As far as other action figures, Toys “R” Us also sells The Walking Dead (which is another popular show from AMC) in which you can run over a zombie with a motorcycle, Game of Thrones (which I hear is full of nudity), Chucky (a violent, possessed doll) and Friday the 13th (featuring the popular serial killer, Jason Voorhies).
Notice all the weapons here too; all currently for sale at Toys “R” Us. Granted, there is an indicator on each of these packages to tell you what age is appropriate for a child to have the toy.
But still, if we are to find these toys offensive anyway, I suppose the age indicator is slightly irrelevant.
Please note that these toys are in the same aisle as WWE wrestling action figures and Ninja Turtles.
Which, speaking of…
I quickly saw the slippery slope here…
The age indicator tells me that Ninja Turtles, Transformers, and GI Joe are all appropriate for children under the age of 10.
So I suppose the weapons are excusable because they are used to fight the bad guys… though you can just as easily buy them too, along with their weapons.
I feel like I’m definitely seeing some double standards here.

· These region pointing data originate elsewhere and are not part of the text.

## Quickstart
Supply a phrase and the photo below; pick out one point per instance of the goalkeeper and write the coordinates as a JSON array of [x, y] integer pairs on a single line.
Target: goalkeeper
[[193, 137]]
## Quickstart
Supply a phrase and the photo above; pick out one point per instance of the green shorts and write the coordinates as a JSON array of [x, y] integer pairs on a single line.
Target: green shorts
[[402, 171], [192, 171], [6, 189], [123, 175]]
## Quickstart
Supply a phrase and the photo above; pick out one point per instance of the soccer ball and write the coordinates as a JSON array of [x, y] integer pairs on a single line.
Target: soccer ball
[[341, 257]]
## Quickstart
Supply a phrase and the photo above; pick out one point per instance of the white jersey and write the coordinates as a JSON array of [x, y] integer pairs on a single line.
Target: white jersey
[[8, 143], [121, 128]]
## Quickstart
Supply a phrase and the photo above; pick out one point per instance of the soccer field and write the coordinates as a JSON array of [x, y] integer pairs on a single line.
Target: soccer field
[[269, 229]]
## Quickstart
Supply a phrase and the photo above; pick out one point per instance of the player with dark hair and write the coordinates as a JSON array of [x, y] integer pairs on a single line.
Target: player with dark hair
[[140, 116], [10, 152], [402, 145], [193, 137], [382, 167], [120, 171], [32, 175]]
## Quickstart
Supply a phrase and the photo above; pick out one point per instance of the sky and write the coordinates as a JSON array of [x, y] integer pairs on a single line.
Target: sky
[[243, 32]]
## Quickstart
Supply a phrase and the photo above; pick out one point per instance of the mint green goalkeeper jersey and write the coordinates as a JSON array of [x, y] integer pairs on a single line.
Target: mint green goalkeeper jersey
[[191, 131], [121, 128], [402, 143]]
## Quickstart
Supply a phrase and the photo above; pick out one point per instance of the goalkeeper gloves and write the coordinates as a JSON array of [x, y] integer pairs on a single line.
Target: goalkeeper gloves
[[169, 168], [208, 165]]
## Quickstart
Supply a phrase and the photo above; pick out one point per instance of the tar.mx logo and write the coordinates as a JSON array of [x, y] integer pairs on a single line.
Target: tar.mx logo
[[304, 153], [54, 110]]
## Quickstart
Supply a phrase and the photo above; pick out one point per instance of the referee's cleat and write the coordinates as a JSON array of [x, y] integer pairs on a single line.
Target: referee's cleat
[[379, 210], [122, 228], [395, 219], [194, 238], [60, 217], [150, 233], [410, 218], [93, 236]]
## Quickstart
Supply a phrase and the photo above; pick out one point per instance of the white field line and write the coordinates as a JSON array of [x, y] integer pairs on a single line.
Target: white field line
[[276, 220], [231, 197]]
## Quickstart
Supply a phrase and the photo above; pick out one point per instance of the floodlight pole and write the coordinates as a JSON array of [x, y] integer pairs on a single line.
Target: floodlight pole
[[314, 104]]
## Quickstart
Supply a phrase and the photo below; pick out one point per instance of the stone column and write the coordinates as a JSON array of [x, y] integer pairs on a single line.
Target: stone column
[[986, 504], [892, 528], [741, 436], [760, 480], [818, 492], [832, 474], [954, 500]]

This is my understanding:
There are people who are upset about Breaking Bad action figures being carried at Toys “R” Us because that glorifies drugs and violence.
However, Toys “R” Us has been selling video games that contain profanity, sexual content, nudity, alcohol, drugs and violence that is easily arguably much worse that what is featured in the series Breaking Bad.
An action figure is just a representation; whereas a video game actually shows the content on the TV screen.
You can’t buy the Breaking Bad DVD series at Toys “R” Us, but you can buy these video games show here.
Not to mention, our society quickly dismisses the toy weapons of characters which cater towards children, in the name of self-defense and military.
If we should be offended Breaking Bad, shouldn’t we also be offended by the other stuff too, to some degree? Where do we cross the line? Apparently, with a bag of meth as an accessory… but not all this other stuff.